Binding affinity and mechanisms of SARS-CoV-2 variants.

作者信息

Han Yanqiang, Wang Zhilong, Wei Zhiyun, Schapiro Igor, Li Jinjin

机构信息

Key Laboratory for Thin Film and Microfabrication of Ministry of Education, Department of Micro/Nano-electronics, Shanghai Jiao Tong University, Shanghai 200240, China.

Shanghai Key Laboratory of Maternal Fetal Medicine, Shanghai First Maternity and Infant Hospital, School of Medicine, Tongji University, Shanghai 200092, China.

出版信息

Comput Struct Biotechnol J. 2021;19:4184-4191. doi: 10.1016/j.csbj.2021.07.026. Epub 2021 Jul 26.

Abstract

During the rapid worldwide spread of SARS-CoV-2, the viral genome has been undergoing numerous mutations, especially in the spike (S) glycoprotein gene that encode a type-I fusion protein, which plays an important role in the infectivity and transmissibility of the virus into the host cell. In this work, we studied the effect of S glycoprotein residue mutations on the binding affinity and mechanisms of SARS-CoV-2 using molecular dynamics simulations and sequence analysis.

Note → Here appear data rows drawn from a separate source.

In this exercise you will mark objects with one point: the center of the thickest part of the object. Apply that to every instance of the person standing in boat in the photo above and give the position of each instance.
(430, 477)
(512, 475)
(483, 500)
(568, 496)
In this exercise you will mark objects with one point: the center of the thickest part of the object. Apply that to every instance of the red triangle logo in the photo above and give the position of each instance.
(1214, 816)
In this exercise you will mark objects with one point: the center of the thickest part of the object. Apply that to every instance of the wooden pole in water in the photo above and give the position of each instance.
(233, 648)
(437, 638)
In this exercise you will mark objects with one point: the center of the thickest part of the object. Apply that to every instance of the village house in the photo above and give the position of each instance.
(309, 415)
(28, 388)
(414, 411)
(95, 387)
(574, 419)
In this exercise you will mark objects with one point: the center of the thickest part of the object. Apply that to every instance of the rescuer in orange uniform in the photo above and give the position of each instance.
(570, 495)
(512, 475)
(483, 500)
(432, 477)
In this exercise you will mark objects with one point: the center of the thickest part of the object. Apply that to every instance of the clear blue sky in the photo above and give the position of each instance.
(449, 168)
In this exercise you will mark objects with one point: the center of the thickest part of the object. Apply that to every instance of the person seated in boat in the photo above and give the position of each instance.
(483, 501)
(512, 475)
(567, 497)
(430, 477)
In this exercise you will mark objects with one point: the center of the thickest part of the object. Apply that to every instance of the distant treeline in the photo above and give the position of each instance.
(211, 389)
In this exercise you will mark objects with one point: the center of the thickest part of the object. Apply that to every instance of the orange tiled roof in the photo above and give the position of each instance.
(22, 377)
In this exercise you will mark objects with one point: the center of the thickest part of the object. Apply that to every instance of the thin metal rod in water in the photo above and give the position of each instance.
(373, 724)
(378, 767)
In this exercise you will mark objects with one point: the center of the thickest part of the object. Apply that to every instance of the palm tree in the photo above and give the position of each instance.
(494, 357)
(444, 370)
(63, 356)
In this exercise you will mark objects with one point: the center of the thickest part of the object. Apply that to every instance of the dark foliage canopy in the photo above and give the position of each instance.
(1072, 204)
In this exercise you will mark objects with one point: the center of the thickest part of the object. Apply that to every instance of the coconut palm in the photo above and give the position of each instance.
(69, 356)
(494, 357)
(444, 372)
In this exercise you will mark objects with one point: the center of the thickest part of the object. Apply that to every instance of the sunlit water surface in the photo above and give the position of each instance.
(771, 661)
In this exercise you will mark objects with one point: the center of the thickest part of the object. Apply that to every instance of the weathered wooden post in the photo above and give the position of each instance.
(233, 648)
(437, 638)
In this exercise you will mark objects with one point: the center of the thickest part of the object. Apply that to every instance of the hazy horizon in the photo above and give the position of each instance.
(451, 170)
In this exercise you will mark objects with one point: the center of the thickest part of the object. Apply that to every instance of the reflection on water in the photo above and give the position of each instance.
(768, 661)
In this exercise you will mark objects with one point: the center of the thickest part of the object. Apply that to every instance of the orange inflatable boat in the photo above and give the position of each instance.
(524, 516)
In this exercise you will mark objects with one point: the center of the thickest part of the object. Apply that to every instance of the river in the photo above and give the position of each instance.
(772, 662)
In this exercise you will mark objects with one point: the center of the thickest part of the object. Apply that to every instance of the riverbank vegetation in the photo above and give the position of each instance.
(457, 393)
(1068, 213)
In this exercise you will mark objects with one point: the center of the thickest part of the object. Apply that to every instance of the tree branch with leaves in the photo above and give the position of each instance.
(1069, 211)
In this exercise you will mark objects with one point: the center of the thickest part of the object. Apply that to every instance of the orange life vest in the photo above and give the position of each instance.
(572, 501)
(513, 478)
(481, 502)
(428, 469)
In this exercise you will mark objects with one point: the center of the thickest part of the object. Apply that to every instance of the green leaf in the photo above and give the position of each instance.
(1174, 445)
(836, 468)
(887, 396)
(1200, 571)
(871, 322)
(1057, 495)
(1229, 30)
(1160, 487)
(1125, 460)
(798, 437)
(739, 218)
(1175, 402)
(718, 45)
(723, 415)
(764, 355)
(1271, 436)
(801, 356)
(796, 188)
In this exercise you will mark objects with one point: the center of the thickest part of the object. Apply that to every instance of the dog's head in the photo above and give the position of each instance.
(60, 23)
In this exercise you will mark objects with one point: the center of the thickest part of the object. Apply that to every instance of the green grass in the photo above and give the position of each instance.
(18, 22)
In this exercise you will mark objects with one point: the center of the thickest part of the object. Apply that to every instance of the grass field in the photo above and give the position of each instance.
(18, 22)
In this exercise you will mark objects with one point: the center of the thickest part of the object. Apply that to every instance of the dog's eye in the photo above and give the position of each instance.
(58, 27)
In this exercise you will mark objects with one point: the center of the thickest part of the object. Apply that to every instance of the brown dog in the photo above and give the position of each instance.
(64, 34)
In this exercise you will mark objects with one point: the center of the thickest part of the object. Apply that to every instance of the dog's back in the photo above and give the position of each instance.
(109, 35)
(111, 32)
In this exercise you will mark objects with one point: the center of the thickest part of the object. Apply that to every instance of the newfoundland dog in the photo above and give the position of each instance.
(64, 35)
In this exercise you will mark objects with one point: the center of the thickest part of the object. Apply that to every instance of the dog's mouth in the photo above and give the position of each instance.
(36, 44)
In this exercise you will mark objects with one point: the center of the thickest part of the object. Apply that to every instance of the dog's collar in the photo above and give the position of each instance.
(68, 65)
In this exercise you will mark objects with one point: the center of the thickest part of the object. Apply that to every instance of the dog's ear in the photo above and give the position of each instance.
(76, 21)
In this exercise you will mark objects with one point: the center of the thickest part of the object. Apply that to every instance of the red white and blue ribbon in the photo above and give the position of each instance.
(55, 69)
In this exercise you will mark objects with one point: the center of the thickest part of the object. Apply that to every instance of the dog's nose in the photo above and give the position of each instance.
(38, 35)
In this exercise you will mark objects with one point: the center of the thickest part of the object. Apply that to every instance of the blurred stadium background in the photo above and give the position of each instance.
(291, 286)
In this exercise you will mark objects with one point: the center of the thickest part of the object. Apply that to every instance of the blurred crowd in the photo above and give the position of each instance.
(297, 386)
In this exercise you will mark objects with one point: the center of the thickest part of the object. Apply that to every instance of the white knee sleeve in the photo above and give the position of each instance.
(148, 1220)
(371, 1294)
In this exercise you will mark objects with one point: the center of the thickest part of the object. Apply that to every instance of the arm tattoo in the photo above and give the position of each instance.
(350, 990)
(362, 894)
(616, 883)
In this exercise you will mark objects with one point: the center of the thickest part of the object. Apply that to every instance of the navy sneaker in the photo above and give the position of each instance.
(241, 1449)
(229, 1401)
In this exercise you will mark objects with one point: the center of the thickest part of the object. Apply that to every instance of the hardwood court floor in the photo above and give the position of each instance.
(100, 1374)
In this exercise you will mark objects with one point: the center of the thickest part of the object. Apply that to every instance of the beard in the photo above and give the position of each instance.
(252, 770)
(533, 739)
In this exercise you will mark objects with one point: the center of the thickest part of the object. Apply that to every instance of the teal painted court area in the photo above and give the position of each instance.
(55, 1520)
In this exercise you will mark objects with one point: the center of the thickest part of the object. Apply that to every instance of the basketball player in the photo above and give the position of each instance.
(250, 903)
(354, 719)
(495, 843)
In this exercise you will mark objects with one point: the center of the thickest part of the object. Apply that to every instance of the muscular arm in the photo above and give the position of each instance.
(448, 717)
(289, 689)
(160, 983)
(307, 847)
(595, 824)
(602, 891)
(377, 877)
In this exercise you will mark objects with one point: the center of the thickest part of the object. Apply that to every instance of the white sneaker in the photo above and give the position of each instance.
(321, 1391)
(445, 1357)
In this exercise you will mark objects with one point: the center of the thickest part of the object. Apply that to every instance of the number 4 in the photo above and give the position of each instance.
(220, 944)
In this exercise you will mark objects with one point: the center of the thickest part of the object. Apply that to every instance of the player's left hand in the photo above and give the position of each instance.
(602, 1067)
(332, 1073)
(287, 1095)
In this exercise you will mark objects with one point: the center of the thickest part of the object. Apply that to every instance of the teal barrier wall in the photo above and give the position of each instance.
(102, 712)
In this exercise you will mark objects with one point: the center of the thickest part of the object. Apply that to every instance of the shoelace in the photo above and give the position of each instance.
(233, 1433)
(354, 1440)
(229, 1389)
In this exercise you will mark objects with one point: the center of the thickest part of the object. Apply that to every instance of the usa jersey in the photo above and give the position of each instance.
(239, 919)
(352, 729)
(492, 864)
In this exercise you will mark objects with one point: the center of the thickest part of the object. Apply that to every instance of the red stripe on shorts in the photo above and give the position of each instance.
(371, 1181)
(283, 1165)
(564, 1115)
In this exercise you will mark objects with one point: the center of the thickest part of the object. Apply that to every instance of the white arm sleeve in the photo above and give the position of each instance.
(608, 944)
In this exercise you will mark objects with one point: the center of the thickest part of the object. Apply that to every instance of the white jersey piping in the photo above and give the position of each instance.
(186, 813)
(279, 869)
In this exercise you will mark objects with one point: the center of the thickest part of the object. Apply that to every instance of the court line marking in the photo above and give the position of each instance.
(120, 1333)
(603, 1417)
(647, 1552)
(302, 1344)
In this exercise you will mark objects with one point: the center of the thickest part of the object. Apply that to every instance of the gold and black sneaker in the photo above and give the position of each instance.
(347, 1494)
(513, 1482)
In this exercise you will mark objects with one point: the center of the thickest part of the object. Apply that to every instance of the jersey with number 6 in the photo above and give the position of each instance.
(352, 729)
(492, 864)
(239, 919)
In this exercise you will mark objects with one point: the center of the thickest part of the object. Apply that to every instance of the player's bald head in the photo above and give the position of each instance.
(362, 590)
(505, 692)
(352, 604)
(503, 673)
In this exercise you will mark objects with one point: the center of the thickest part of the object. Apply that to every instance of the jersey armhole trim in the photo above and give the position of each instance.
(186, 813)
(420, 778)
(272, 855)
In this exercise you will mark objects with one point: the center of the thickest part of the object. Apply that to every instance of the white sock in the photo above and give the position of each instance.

We quantitatively determined the degrees of binding affinity caused by different S glycoprotein mutations, and the result indicated that the 501Y.V1 variant yielded the highest enhancements in binding affinity (increased by 36.8%), followed by the N439K variant (increased by 29.5%) and the 501Y.V2 variant (increased by 19.6%). We further studied the structures, chemical bonds, binding free energies (enthalpy and entropy), and residue contribution decompositions of these variants to provide physical explanations for the changes in SARS-CoV-2 binding affinity caused by these residue mutations. This research identified the binding affinity differences of the SARS-CoV-2 variants and provides a basis for further surveillance, diagnosis, and evaluation of mutated viruses.

摘要

在严重急性呼吸综合征冠状病毒2(SARS-CoV-2)在全球迅速传播期间,病毒基因组发生了大量突变,尤其是在编码I型融合蛋白的刺突(S)糖蛋白基因中,该蛋白在病毒感染宿主细胞的传染性和传播性中起重要作用。在这项工作中,我们使用分子动力学模拟和序列分析研究了S糖蛋白残基突变对SARS-CoV-2结合亲和力和机制的影响。我们定量测定了不同S糖蛋白突变引起的结合亲和力程度,结果表明,501Y.V1变体的结合亲和力增强最高(增加了36.8%),其次是N439K变体(增加了29.5%)和501Y.V2变体(增加了19.6%)。我们进一步研究了这些变体的结构、化学键、结合自由能(焓和熵)以及残基贡献分解,为这些残基突变引起的SARS-CoV-2结合亲和力变化提供物理解释。本研究确定了SARS-CoV-2变体的结合亲和力差异,为进一步监测、诊断和评估突变病毒提供了依据。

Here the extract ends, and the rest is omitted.